By now you’re probably asking what the hell did I want? A thundering, vibrating V-twin? Absolutely not. A fast and great handling sport tourer? Not interested. A Gold Wing with all the comforts of a country club membership? Not for me.
I wanted an anomaly, a bike that was smooth as silk, as powerful as almost anything on the road, and most of all a bike that would make me want to jump on and ride. That bike was a black Honda F6B bagger.
We are now at late summer 2014. I found one carryover black ’13 F6B at a tiny Honda dealer in the town of Pine Falls, Manitoba. I phoned the store and talked to the dealer principal, the shop foreman, sales manager, and the parts manager—they were all one and the same. He said he’d take my Silver Wing in trade, and I should just ride on out and take the F6B for a test ride. After a 90-minute ride from the big city to the town of 1,200 with my brother-in-law on his 600 Shadow, I saw the bike. The dealer had put an aftermarket tinted windscreen on. It looked fantastic. I was even more excited by the Cobra 6-2-6 slip on mufflers he had also installed.

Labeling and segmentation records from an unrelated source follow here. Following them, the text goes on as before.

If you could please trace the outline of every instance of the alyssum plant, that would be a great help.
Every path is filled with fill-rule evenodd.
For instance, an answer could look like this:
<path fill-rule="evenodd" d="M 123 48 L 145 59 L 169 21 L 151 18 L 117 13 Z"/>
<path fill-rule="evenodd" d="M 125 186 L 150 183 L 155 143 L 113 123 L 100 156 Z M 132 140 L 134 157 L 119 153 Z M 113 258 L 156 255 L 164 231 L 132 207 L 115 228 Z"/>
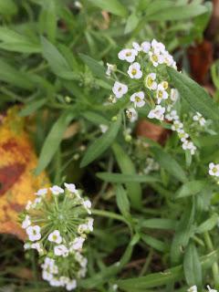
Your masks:
<path fill-rule="evenodd" d="M 196 286 L 200 288 L 206 283 L 217 287 L 218 251 L 214 247 L 216 237 L 213 232 L 218 222 L 218 186 L 210 181 L 209 174 L 217 178 L 218 126 L 214 120 L 218 120 L 218 107 L 204 89 L 177 71 L 172 56 L 156 40 L 141 45 L 135 42 L 132 47 L 120 50 L 118 57 L 122 61 L 122 69 L 119 69 L 119 64 L 108 64 L 106 74 L 112 83 L 112 90 L 110 99 L 101 106 L 101 110 L 110 108 L 115 114 L 108 119 L 107 114 L 95 112 L 92 116 L 89 112 L 89 119 L 98 119 L 96 123 L 100 125 L 103 134 L 88 147 L 80 165 L 87 166 L 108 148 L 112 148 L 124 176 L 111 173 L 111 167 L 108 172 L 99 172 L 98 176 L 111 182 L 116 190 L 117 203 L 123 215 L 121 221 L 130 227 L 131 240 L 128 245 L 129 252 L 117 266 L 104 270 L 105 276 L 102 274 L 93 276 L 80 283 L 92 288 L 96 287 L 95 283 L 97 286 L 105 284 L 112 276 L 114 288 L 124 291 L 133 288 L 142 291 L 164 285 L 170 287 L 170 291 L 174 291 L 174 283 L 186 289 L 184 279 L 192 291 L 195 291 Z M 84 57 L 84 60 L 91 71 L 102 69 L 92 58 Z M 146 117 L 173 131 L 164 149 L 132 135 L 138 116 Z M 120 135 L 120 129 L 123 135 Z M 138 169 L 138 172 L 146 174 L 136 173 L 137 162 L 133 166 L 123 148 L 132 157 L 137 156 L 141 148 L 142 169 Z M 147 182 L 155 192 L 156 200 L 163 205 L 159 218 L 141 213 L 144 203 L 140 182 Z M 43 277 L 53 286 L 73 289 L 76 279 L 85 276 L 82 245 L 86 233 L 92 231 L 92 219 L 87 218 L 85 212 L 89 213 L 91 205 L 89 201 L 80 197 L 74 185 L 66 184 L 66 188 L 65 195 L 64 190 L 57 186 L 51 188 L 50 194 L 47 194 L 47 190 L 38 191 L 36 202 L 27 203 L 23 227 L 29 238 L 25 247 L 36 249 L 42 258 Z M 42 199 L 38 200 L 38 195 Z M 137 212 L 136 218 L 130 211 L 129 200 Z M 69 216 L 65 219 L 65 224 L 62 224 L 64 214 L 60 215 L 60 210 L 65 210 L 64 214 Z M 120 220 L 115 214 L 102 214 Z M 172 237 L 172 234 L 171 236 L 155 234 L 153 236 L 157 235 L 157 239 L 149 232 L 147 234 L 145 228 L 170 229 L 174 235 Z M 169 260 L 164 266 L 172 267 L 166 273 L 115 280 L 122 265 L 129 262 L 133 246 L 141 240 L 145 246 L 149 245 L 158 253 L 168 250 Z M 212 268 L 213 277 L 209 268 Z"/>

He gave me the keys, and I started it up, blipping the throttle to enjoy the sweet sound of a perfectly balanced flat six. It was music to my ears. However, the party ended rather abruptly as soon as I throttled back in third gear at 60 km/h to cruise through the town before hitting the road and letting her rip. The drone coming from the mufflers was so obnoxious I quickly made a beeline back to the garage. I told the owner I couldn’t even consider owning the bike with the slip-ons. He said, “You’re kidding. When I test rode the bike I didn’t hear any drone and thought the mufflers really complemented the bike.” We spent the next half hour together reinstalling the stock mufflers. I was in Shangri La again.

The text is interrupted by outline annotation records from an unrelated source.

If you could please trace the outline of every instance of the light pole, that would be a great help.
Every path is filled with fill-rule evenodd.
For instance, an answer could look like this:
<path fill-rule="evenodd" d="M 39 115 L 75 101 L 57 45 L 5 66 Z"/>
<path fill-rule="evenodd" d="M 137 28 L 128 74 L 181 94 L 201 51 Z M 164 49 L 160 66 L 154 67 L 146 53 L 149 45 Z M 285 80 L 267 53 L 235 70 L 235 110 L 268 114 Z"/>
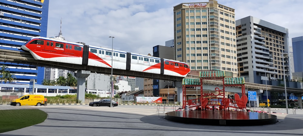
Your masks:
<path fill-rule="evenodd" d="M 264 70 L 265 71 L 265 84 L 266 85 L 266 100 L 267 101 L 267 108 L 269 107 L 268 106 L 268 93 L 267 93 L 267 75 L 266 74 L 266 67 L 268 66 L 269 65 L 264 65 L 264 67 L 265 68 Z"/>
<path fill-rule="evenodd" d="M 280 44 L 282 45 L 282 44 Z M 284 73 L 284 89 L 285 90 L 285 104 L 286 104 L 286 113 L 288 114 L 288 104 L 287 104 L 287 92 L 286 90 L 286 79 L 285 78 L 285 68 L 284 68 L 284 50 L 282 50 L 282 58 L 283 59 L 283 72 Z"/>
<path fill-rule="evenodd" d="M 172 82 L 170 83 L 169 81 L 167 81 L 167 86 L 168 88 L 168 91 L 167 92 L 167 102 L 169 104 L 169 83 L 171 83 L 172 84 Z"/>
<path fill-rule="evenodd" d="M 112 73 L 111 76 L 111 105 L 110 105 L 109 107 L 112 107 L 112 92 L 113 90 L 113 87 L 112 86 L 113 85 L 114 83 L 113 83 L 113 43 L 114 43 L 114 38 L 115 37 L 113 36 L 110 36 L 108 37 L 109 38 L 112 38 Z"/>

The deal was made, paperwork signed, and my brother-in-law and I hit the road back to Winnipeg. The first half of the route passes through beautiful Canadian Shield topography, complete with lots of tight high-speed turns through narrow blasted passages of igneous outcrops. The bike handled the curves like a locomotive on rails. Exiting the Shield out onto the prairie, the road was a deserted ribbon of smooth asphalt. I twisted the throttle and left my riding companion invisible in my mirrors. The bike jumped from 100 to 150 km/h in seconds. I was elated. When we stopped halfway back to take a break, he said I had a grin from ear to ear.
That was in August of 2014. I’m now age 66, have 20,000 kilometres on the bike, have added many farkles and sparkles, and am champing at the bit to ride again in Spring. There is nothing I like more than going for a long ride out in the country, my bike humming along with the oldies from the stereo reminding me of my youth. That elixir of stimulation and nostalgia no doubt contributes to my wellbeing and positive psyche.
My message to all motorcyclists out there is this: Time seems to go by exponentially faster the older we get. If you’re not happy with your ride or your riding, do something about it. Enjoy our great sport as long as you can.